COEUR D'ALENE, Idaho - Aryan Nations leader Richard Butler has apparently delayed the seizure of property from his white supremacist sect's compound by filing a notice of intent to appeal a $6.3 million judgment.
Butler walked into the Kootenai County Courthouse and filed the notice shortly before the close of business Wednesday. He said he was unable to contact his lawyer, Edgar Steele, who was out of town Wednesday.
''I did it on my own,'' Butler said.
A court order giving the sheriff authority to seize assets from the compound near Hayden Lake was signed Tuesday. Sheriff's officials then began making arrangements to have a moving company remove property.
''As I understand it, they now have 14 days to sort this out or we can resume the seizure actions,'' Sheriff Rocky Watson said.
Last Thursday a 1st District Court jury ruled that Butler, his organization and its corporate entity, Saphire Inc., were negligent in selecting and overseeing security guards who assaulted a mother and son, Victoria and Jason Keenan, outside the compound in 1998.
A copy of the appeal notice, which Watson sent to reporters, indicated Butler did not post an appeal bond that would shield Aryan Nations property from seizure pending the outcome of the appeal.
To obtain such protection under Idaho law, Butler would need to post $900,000, 10 percent of the estimated $9 million appeal bond.
On the appeal notice, he claimed an exemption from paying various filing fees due to indigence.
A handwritten portion of the notice stated that the appeal to the Idaho Supreme Court is likely to be based on ''all issues.''
A lawyer for the plaintiffs, Kenneth B. Howard, said he expected to prevail in any appeal.
''I really don't see any areas for appeal in this case,'' he said.
Morris Dees, the civil rights lawyer who led the plaintiffs' legal team, has said he expected the judgment to bring a quick end to the Aryan Nations and its racist, anti-Semitic message. He was not immediately reachable by phone late Wednesday.

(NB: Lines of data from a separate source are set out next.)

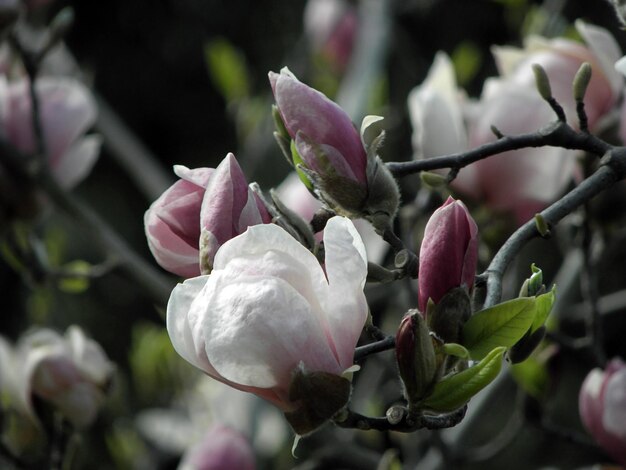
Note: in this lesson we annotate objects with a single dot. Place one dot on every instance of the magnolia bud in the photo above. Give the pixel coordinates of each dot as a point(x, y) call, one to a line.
point(415, 356)
point(448, 254)
point(333, 160)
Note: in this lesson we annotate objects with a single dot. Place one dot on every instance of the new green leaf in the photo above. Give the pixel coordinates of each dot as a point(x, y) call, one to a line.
point(454, 391)
point(501, 325)
point(543, 307)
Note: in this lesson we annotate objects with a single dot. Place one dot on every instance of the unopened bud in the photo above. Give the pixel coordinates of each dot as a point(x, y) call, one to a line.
point(542, 225)
point(542, 81)
point(581, 81)
point(415, 356)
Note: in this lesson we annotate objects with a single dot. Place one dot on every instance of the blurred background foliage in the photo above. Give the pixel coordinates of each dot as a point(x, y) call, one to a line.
point(189, 79)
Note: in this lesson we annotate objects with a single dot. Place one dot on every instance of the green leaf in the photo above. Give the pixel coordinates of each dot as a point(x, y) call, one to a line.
point(77, 279)
point(543, 307)
point(532, 376)
point(457, 350)
point(454, 391)
point(501, 325)
point(297, 160)
point(227, 68)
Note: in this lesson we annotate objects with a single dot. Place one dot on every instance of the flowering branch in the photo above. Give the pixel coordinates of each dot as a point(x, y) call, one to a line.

Steele and Butler had said they likely would file a motion seeking a new trial next week. If Judge Charles Hosack denied the motion, his denial could be appealed.
It was not immediately clear whether Butler still planned to move for a new trial. Howard said an appeal normally transfers the case to a higher court, which could preclude Hosack from deciding any further legal issues.
A private security guard was posted outside the compound entrance Wednesday to ensure Aryan Nations members did not remove property. Because of the appeal notice, the guard will be removed temporarily, Watson said.
Butler has been ordered to appear at a hearing Oct. 13 to testify about his assets.
Meanwhiled, KREM-TV of Spokane, Wash., reported Wednesday that police had tentatively approved an Aryan Nations application for a permit to march through downtown Coeur d'Alene on Oct. 28.
The city clerk was expected to review the application later this week.
If a permit is granted, it would be the third time in three years the group has marched through this north Idaho lakeside resort community.